Perang berlangsung hampir 40 hari, dan pemerintahan Iran menunjukkan ketangguhan untuk bertahan hidup. Direktur Intelijen Nasional AS, Tulsi Gabbard, sebelumnya mengakui bahwa meskipun pemerintahan Iran dilemahkan, “tetap terjaga keutuhannya”.

Para analis berpendapat bahwa ketangguhan pemerintahan Iran bersumber dari banyak faktor, seperti politik domestik dan budaya sejarah etnis.

Pemerintahan Iran sejak dulu memiliki kemampuan organisasi dan mobilisasi yang sangat kuat; tekanan militer dari luar justru semakin memperkuat kohesi internal. Pemimpin tertinggi terbunuh, anak-anak tak bersalah tewas, warisan budaya dirusak… Serangkaian aksi militer AS dan Israel yang berlanjut terus memicu gelombang sentimen nasionalisme yang kuat di dalam negeri Iran.

Sejarawan Iran, Homa Katuzan, dalam bukunya “Bulan Sabit dan Mawar”, merangkum warna dasar semangat bangsa Persia sebagai: bangga, tidak gentar, balas dendam, dan tidak takut berkorban. Opini publik menyebut bahwa gen budaya Iran yang begitu meresap hingga ke tulang justru merupakan hal yang sulit dipahami oleh pemerintahan Trump. Sebelum perang pecah, Trump sudah secara terbuka menyatakan kebingungannya: pasukan AS menekan dengan kekuatan besar di perbatasan, “mengapa orang-orang Iran tidak segera menyerah”.

Sejarawan perang di Universitas Cornell AS, David Silby, mengatakan bahwa Trump menghadapi “perlawanan yang tidak terduga”, sehingga sulit untuk keluar dari situasi tersebut.

Kesalahan penilaian kedua: melebih-lebihkan kemampuan militer AS dan menimbulkan ilusi

“Menang cepat” versi serangan mendadak AS terhadap Venezuela pada awal tahun membuat pemerintahan Trump merasa bahwa pasukan AS “tak terkalahkan” dan bahwa mereka juga bisa “cepat menyelesaikan” di Iran.
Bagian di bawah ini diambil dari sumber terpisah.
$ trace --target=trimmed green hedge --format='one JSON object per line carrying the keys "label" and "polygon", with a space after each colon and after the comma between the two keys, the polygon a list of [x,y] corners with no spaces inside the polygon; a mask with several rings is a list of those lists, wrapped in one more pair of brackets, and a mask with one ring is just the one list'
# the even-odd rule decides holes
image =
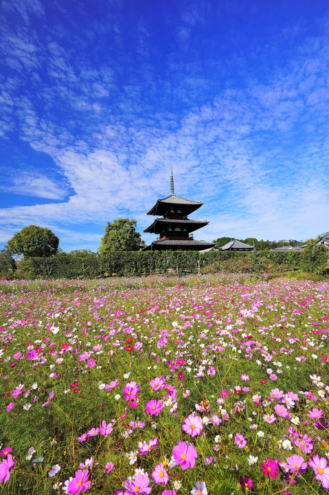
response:
{"label": "trimmed green hedge", "polygon": [[104,276],[140,276],[151,274],[179,274],[216,272],[284,274],[302,270],[319,274],[329,273],[328,253],[317,250],[304,252],[249,252],[212,251],[141,251],[78,254],[61,253],[52,258],[24,261],[30,278],[95,278]]}

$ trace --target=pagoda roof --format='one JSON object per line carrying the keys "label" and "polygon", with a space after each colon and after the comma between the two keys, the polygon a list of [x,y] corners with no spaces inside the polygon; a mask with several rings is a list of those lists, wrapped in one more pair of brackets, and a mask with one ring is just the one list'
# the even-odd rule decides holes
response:
{"label": "pagoda roof", "polygon": [[250,251],[251,250],[255,249],[255,246],[251,246],[250,244],[245,244],[236,239],[233,239],[227,243],[227,244],[222,246],[220,249],[222,251]]}
{"label": "pagoda roof", "polygon": [[157,226],[161,226],[162,228],[166,227],[166,225],[188,225],[190,228],[190,232],[196,230],[198,228],[201,228],[204,226],[209,223],[207,220],[190,220],[190,219],[155,219],[154,222],[147,227],[144,232],[153,232],[155,230]]}
{"label": "pagoda roof", "polygon": [[189,251],[190,250],[201,251],[207,248],[212,248],[214,245],[214,243],[207,242],[205,241],[174,241],[166,239],[163,241],[153,241],[152,244],[144,248],[143,250],[168,250],[172,251],[174,250],[176,248],[177,249],[183,250],[183,251]]}
{"label": "pagoda roof", "polygon": [[170,205],[179,205],[183,207],[190,207],[188,209],[189,212],[191,213],[202,206],[203,204],[201,201],[195,201],[192,199],[187,199],[181,196],[177,196],[175,194],[171,194],[167,196],[167,197],[159,199],[155,206],[148,211],[146,214],[158,214],[160,211],[165,210],[163,207]]}

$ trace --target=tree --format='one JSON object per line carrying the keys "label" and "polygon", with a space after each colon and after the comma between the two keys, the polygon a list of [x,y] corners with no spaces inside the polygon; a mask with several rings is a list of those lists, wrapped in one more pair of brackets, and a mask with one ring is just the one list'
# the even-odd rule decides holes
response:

Namun realitas medan perang terus mematahkan ilusi tersebut.

Menhan AS Hegeseth pada 4 Maret pernah menyatakan bahwa AS dan Israel dapat “sepenuhnya mengendalikan” ruang udara Iran dalam beberapa hari. Tapi sebulan kemudian, pesawat tempur AS seperti F-35, F-15, A-10, dan lainnya berturut-turut mengalami kerusakan akibat tembakan pertahanan udara Iran dan bahkan ditembak jatuh. Ketika upaya menyelamatkan pilot nyaris menampilkan kembali tragedi “Black Hawk jatuh”, hal ini menunjukkan bahwa sistem pertahanan udara Iran tidak lumpuh.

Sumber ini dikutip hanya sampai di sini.